Ignacio Castaño wrote:
> instead of a 'real' frustum to frustum test you could try to test four
> triangles against the view frustum, that's easy to code, and should be
> faster than testing your world against both frustums. Anyway i have to
think
> further about that.
i will clarify:
if the camera is inside the frustum of the light, you definitely have to
test the faces against both the view, and the light frustum.
if the camera is outside the light, i have to test if the light and frustum
intersect, to know if the light affects to any of the polys inside the
camera. If they do not intersect, the light can be ignored.
to do that, i do the view frustum test first, and mark the visible faces and
the visible nodes of the hierarchy.
then i cull against the ligth (sphere, cone or frustum), testing only the
visible nodes and set a second flag of the visible faces.
and then i test both face flags for each face.

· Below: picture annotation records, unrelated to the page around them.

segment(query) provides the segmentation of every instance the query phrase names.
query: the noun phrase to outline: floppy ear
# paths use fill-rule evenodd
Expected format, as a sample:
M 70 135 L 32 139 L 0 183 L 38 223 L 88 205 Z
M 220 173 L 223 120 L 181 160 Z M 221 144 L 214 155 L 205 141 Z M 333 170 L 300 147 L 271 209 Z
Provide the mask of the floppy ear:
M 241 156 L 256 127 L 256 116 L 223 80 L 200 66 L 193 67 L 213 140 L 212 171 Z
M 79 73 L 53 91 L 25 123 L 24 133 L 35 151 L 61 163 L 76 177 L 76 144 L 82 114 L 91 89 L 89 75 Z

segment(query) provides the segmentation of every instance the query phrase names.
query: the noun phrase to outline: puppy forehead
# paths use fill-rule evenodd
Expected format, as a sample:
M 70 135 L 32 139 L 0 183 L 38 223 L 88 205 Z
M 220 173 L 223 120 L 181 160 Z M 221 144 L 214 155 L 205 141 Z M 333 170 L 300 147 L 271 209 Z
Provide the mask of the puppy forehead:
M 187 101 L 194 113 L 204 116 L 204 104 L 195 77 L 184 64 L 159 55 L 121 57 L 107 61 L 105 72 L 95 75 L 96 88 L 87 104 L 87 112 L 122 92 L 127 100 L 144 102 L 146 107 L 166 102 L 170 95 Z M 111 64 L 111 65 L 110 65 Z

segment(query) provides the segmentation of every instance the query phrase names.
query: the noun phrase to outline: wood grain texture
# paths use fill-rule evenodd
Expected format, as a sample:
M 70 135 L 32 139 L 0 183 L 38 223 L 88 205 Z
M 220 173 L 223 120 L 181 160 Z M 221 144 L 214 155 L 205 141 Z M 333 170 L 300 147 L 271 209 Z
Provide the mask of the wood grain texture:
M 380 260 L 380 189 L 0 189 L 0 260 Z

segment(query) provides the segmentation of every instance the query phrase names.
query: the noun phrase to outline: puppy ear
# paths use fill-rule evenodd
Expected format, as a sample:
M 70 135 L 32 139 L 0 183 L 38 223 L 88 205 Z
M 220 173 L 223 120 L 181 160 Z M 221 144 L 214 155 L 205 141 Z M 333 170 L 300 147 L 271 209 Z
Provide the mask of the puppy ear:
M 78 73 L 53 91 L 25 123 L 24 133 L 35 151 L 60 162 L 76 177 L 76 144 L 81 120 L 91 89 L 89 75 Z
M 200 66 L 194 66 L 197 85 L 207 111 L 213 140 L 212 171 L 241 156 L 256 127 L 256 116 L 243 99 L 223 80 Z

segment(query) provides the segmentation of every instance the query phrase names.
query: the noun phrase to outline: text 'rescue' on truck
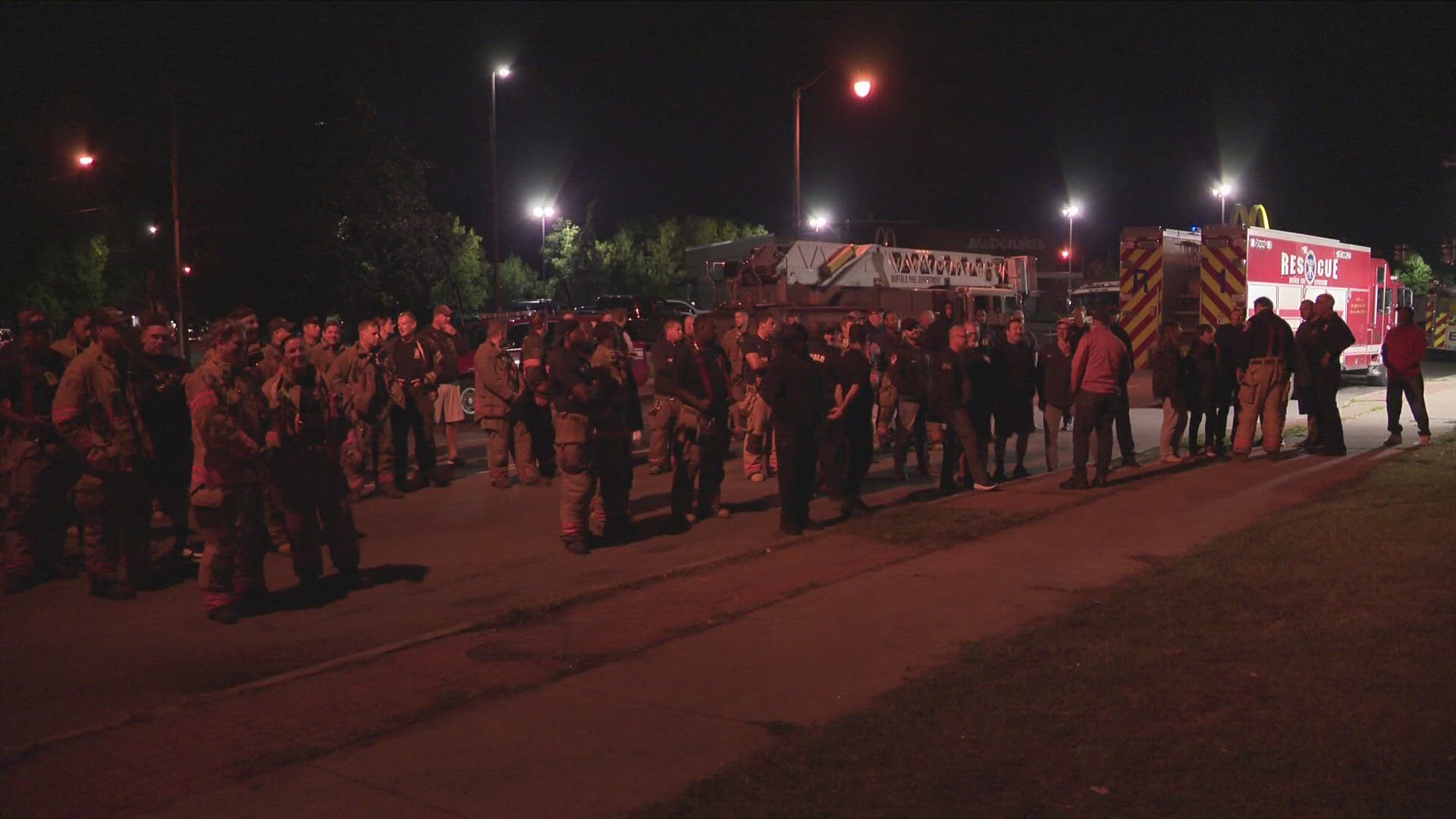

> That won't cut it. If I understand you correctly, you want to replace the
> light frustum with the 4 triangles which represent the surface of its
> pyramid. But you have to test entire volumes for such culling, otherwise
> you will have false rejects. Example: Entire view frustum inside light
> volume. This may not seem highly likely, but I could imagine a situation
> where you are facing away from a car's headlight which is right behind
you.
yes, but that's the easy case!
> Maybe I should not have been so quick to discard your idea. If I combine
it
> with a vertex-frustum containment test, it will eliminate most false
> negatives. I could then be convinced that it is at least practical enough
> to try. :-)
exactly! ;-)
> Another possible alternatives to the separating axis approach which is
> becoming easier to compete with due to the high number of possible axes
> would be to do the frustum vs frustum test in the homog. clip space of one
> of them, transforming the other frustum into a general 5 or 6 sided
> polyhedron in the process.
yes, the idea is interesting, but my maths are starting to flaw... How do
you transform a plane to homogeneous space? And after that you just need to
do a simple box to frustum test, right?